By John Gruber
Due — never forget anything, ever again.
Karen Webster, writing for the oddly-named Pymnts:
Seven years post-launch, new PYMNTS data shows that 93.9% of consumers with Apple Pay activated on their iPhones do not use it in-store to pay for purchases.
That means only 6.1% do.
That finding is based on PYMNTS’ national study of 3,671 U.S. consumers conducted between Aug. 3-10, 2021. After seven years, Apple Pay’s adoption and usage isn’t much larger than it was 2015 (5.1%), a year after its launch, and is the same as it was in 2019, the last full year before the pandemic.
It doesn’t really make sense to me that adoption isn’t much higher than it was in 2015, and if these survey results are accurate, I find them surprisingly low. I’d have guessed somewhere in the 15–20 percent range. If it’s true adoption is this low, I think one factor could be first impressions — my wife got turned off by Apple Pay in the earlier years because so many retail terminals that supposedly accepted it were so finicky. Using an old-fashioned credit card was more reliable. Also, habits. But I use Apple Pay today whenever I can, and I find it more reliable than tap-and-pay with a physical card.

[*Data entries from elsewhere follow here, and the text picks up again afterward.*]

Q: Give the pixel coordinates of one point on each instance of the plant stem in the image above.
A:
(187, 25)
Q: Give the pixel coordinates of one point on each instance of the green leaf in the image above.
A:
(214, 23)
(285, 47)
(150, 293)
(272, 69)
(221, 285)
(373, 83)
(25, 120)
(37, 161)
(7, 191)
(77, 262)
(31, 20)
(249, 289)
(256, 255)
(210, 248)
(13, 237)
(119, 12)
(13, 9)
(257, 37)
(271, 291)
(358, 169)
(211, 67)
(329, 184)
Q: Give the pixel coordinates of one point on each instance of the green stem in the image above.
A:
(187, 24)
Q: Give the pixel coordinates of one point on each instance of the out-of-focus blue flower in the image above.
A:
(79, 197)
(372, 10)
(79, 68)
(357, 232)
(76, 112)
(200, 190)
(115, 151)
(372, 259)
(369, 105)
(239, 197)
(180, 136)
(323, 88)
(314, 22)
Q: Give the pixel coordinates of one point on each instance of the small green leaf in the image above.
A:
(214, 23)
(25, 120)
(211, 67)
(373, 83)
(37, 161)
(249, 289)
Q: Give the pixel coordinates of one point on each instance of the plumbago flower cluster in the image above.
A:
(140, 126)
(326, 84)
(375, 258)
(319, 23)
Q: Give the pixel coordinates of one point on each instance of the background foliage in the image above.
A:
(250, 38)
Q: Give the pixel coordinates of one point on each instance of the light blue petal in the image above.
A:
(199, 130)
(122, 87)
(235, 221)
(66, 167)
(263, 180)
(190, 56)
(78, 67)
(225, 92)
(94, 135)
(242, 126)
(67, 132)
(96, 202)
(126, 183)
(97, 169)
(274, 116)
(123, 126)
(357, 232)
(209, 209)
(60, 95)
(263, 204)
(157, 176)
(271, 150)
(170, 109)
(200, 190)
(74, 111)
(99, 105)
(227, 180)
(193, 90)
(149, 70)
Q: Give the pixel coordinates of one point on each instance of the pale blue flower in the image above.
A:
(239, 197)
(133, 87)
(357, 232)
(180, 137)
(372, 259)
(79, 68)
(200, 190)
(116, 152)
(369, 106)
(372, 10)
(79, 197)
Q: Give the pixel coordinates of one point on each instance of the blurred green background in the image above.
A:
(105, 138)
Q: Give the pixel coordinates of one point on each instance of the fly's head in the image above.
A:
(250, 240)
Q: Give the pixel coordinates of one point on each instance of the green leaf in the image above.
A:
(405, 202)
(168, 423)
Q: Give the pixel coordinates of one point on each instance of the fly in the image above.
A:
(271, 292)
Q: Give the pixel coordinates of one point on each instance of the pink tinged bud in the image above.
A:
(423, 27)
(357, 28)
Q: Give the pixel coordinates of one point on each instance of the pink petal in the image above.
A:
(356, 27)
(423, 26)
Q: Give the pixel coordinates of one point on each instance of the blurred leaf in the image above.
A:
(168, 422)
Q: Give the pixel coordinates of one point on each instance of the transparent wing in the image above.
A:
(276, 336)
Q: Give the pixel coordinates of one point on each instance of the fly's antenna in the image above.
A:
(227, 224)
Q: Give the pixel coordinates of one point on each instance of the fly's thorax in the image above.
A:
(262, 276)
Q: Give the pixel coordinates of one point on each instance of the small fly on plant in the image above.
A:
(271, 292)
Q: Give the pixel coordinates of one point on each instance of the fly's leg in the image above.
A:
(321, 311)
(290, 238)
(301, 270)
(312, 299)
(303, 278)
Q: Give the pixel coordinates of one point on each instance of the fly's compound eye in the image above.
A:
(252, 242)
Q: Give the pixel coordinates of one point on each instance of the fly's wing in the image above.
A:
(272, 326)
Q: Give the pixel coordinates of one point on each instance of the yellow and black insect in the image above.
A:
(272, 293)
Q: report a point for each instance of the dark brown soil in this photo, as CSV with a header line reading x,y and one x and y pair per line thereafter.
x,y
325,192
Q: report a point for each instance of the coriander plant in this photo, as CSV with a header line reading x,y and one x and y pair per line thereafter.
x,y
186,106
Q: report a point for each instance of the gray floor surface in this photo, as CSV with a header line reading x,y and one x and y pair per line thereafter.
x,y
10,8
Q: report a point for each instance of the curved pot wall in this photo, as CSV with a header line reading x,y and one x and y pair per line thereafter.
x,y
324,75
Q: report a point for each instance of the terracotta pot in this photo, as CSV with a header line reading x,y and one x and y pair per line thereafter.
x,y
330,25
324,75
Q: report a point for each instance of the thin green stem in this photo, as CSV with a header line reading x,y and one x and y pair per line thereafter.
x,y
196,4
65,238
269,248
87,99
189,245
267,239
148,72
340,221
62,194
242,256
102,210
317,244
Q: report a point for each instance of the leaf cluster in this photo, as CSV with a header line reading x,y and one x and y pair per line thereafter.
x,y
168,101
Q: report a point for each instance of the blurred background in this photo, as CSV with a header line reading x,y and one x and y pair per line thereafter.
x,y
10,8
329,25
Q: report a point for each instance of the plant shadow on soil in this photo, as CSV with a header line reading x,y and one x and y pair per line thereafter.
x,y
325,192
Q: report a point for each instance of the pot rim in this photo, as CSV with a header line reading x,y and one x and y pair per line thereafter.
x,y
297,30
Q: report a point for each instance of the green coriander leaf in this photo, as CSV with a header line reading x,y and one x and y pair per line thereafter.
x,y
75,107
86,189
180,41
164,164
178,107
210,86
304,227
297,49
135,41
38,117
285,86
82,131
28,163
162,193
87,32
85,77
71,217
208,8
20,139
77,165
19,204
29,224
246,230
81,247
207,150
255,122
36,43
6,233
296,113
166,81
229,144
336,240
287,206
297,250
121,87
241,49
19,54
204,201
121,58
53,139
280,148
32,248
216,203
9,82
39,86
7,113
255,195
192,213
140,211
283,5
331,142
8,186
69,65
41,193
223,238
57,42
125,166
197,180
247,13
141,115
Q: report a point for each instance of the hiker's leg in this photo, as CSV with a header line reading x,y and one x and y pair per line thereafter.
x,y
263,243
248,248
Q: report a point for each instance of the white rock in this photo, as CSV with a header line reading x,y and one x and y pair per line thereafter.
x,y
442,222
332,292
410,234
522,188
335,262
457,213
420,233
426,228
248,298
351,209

Nick Heer, writing at Pixel Envy:
This survey shows an approximately flat use rate from 2019 through 2021, down slightly from 2018. Webster writes that the pandemic ought to have “changed the trajectory of Apple Pay” as “contactless and touchless have become the consumer’s checkout mantra”. But anyone with a Face ID-equipped iPhone can tell you that wearing a mask requires you to authenticate by using your passcode, so it has been far easier for the past eighteen months to simply tap a card. That is probably true generally, as well; Apple Pay may have better privacy and security, but it is no easier to use than a card that supports tap to pay, even without the added complication of pandemic precautions.
Apple Pay with Apple Watch works well while wearing a face mask, but using your iPhone sucks.